Many of these soldiers had served in the Second World War, however they had not served the 15 years needed to qualify for an army pension. Unlike the British 'Tommy' who could rely on the Welfare State in old age, the Nepalese Gurkha had no such safety net.
Recognising our debt of honour to these great men, the Trust was established. It started buying farms and teaching retired soldiers how to work their land to provide enough food to support their families.
In an arrangement that endures to this day, the Trust's administrative costs are largely met by a grant in aid funding from the Ministry of Defence.
Today, The Gurkha Welfare Trust supports Gurkhas through welfare pensions given to those who do not qualify for an army pension. It also provides a first class medical scheme, hardship grants, emergency aid, community projects, and education grants to the dependants of retired Gurkhas.

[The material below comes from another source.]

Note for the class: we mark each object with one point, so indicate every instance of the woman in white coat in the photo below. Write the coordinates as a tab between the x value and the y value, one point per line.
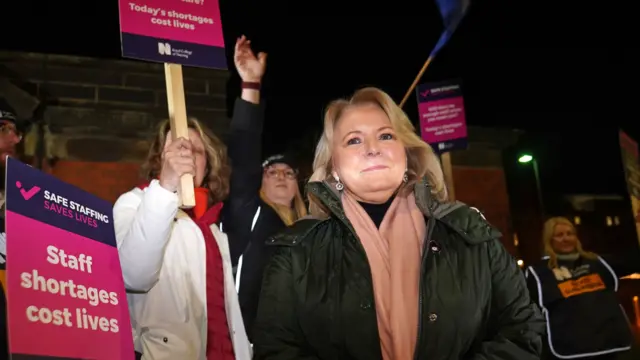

The work is undertaken through a network of 20 Area Welfare Centres, each run by an Area Welfare Officer who is a retired Nepalese Gurkha Officer. Every day, Gurkhas come to these centres with their health and welfare needs, and every quarter, a steady stream of Gurkhas walk anything up to two or three days to claim their pensions.
The programme costs £27,000 each day and every penny raised makes a difference. An average primary medical treatment costs just £2.60, for example.
In the future, with more Gurkhas settling in the UK, the Trust will face new welfare challenges, and will repay our debt of honour owed to the brave Nepalese Gurkha, whether in Nepal or the UK.